In summary, biomarkers are not useful for diagnosis in VAP, and they cannot replace clinical and microbiological evaluation. However, PCT measurements using predetermined algorithms are helpful in guiding the duration of antibiotic treatment, decreasing or prolonging treatment in particular circumstances.

Sepsis

Procalcitonin (PCT) is the most studied biomarker in sepsis, with a cut-off value of 1.1 ng/ml [sensitivity of 77% and specificity of 79%; area under the receiver operating characteristic curve of 0.85 (95% CI 0·81–0·88)] used for diagnosis of sepsis, depending on pre-test probability [11]. A single measurement of PCT for early diagnosis is clinically useful when sepsis-3 criteria are used [12, 13]. The combination of using sepsis biomarkers and clinical variables, known as ‘bioscores’, improves early detection [14].

An initial measurement of PCT should be obtained at the time of diagnosis, as well as serial measurements to aid antimicrobial stewardship algorithms. This can lead to improved diagnostic interventions, therapeutic approaches, and patient outcomes. PCT-guided therapy should be implemented with caution in patients with immunosuppression, cystic fibrosis, pancreatitis, trauma, pregnancy, high volume transfusion, renal dysfunction, and malaria [15].

A drop to levels < 0.5 ng/ml or by at least 80–90% of the peak in combination with clinical improvement can be used to support the clinical decision to reduce antimicrobial exposure, thus avoiding antibiotic-related side effects [5]. Plasma levels of sepsis biomarkers have also been studied to predict the severity of illness and prognosis.

The use of sepsis biomarkers in precision medicine is promising. The heterogeneity of sepsis has led to the use of biomarkers to stratify patients according to the severity of the host response. Mid-region fragment of proadrenomedullin (MR-proADM) directly reflects levels of adrenomedullin, a potent vasodilator agent with immune-modulating and metabolic properties that increases in sepsis. Recently, the association has been reported between a higher clearance of MR-proADM levels during intensive care unit (ICU) stay and favorable outcomes, with survivors showing a plasma level drop to 1.65 nmol/L 48 h after admission and lower levels on day 5 compared to non-survivors. The role of MR-proADM in the early identification of severe cases at higher risk of organ dysfunction has been evaluated, irrespective of the location of the infection source. Furthermore, MR-proADM is used to aid clinical decisions regarding the use of hospital and ICU resources, having the highest predictive value for mortality compared to PCT, C-reactive protein, Sequential Organ Failure Assessment (SOFA) scores, and lactate [16].

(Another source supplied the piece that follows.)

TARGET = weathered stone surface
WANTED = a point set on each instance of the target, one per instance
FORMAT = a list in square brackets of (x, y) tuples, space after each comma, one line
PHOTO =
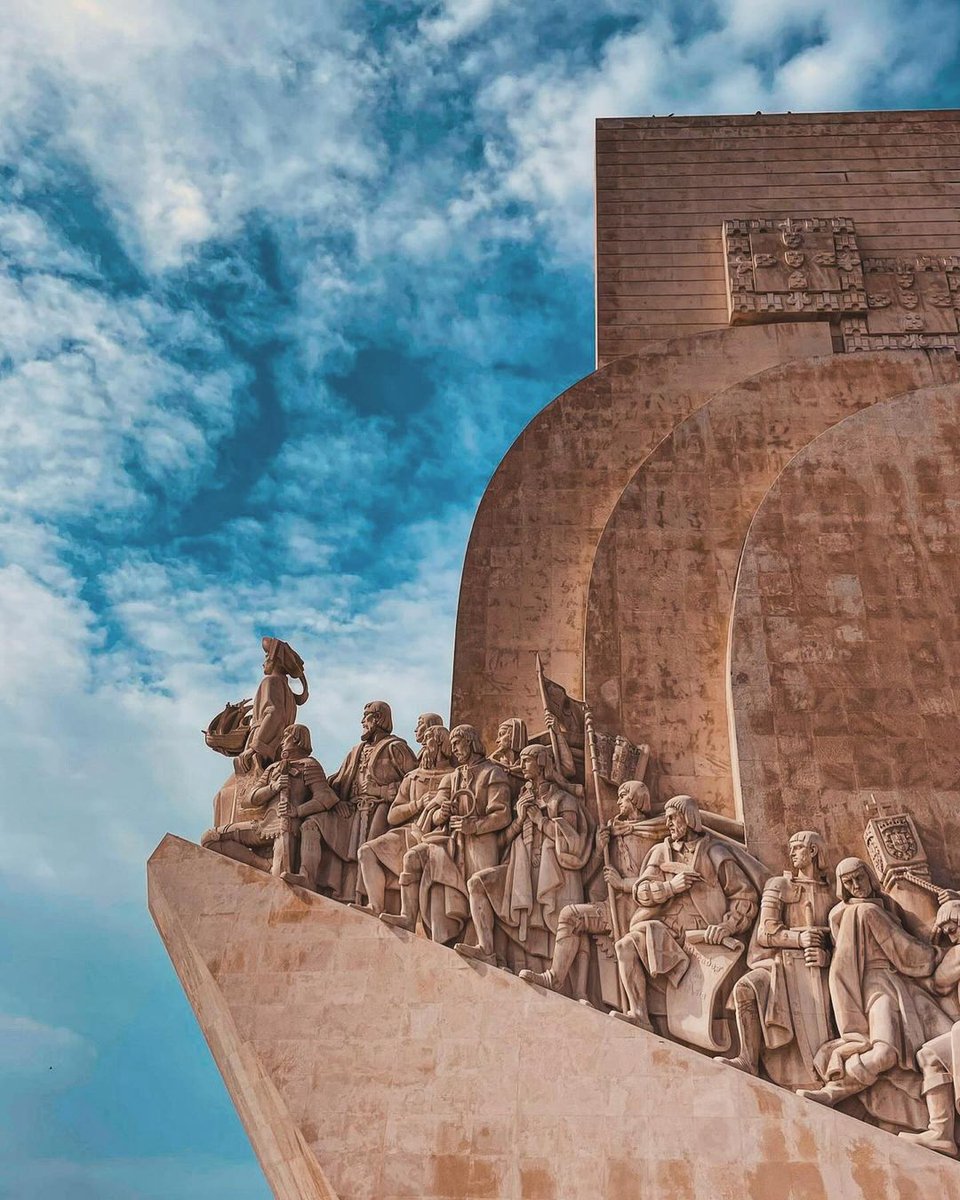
[(664, 574), (845, 643), (529, 556), (367, 1063), (665, 186)]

In summary, the identification of an accurate diagnostic, predictive, or prognostic marker for pneumonia and sepsis would significantly improve our understanding of these heterogeneous diseases. Recent progress in several areas of biomarkers research, including advances in the development of point-of-care testing technologies, has the potential to transform the application of biomarkers as a chip at the bedside for diagnosis, risk stratification, molecular phenotyping, and monitoring therapeutic response in more personalized medicine.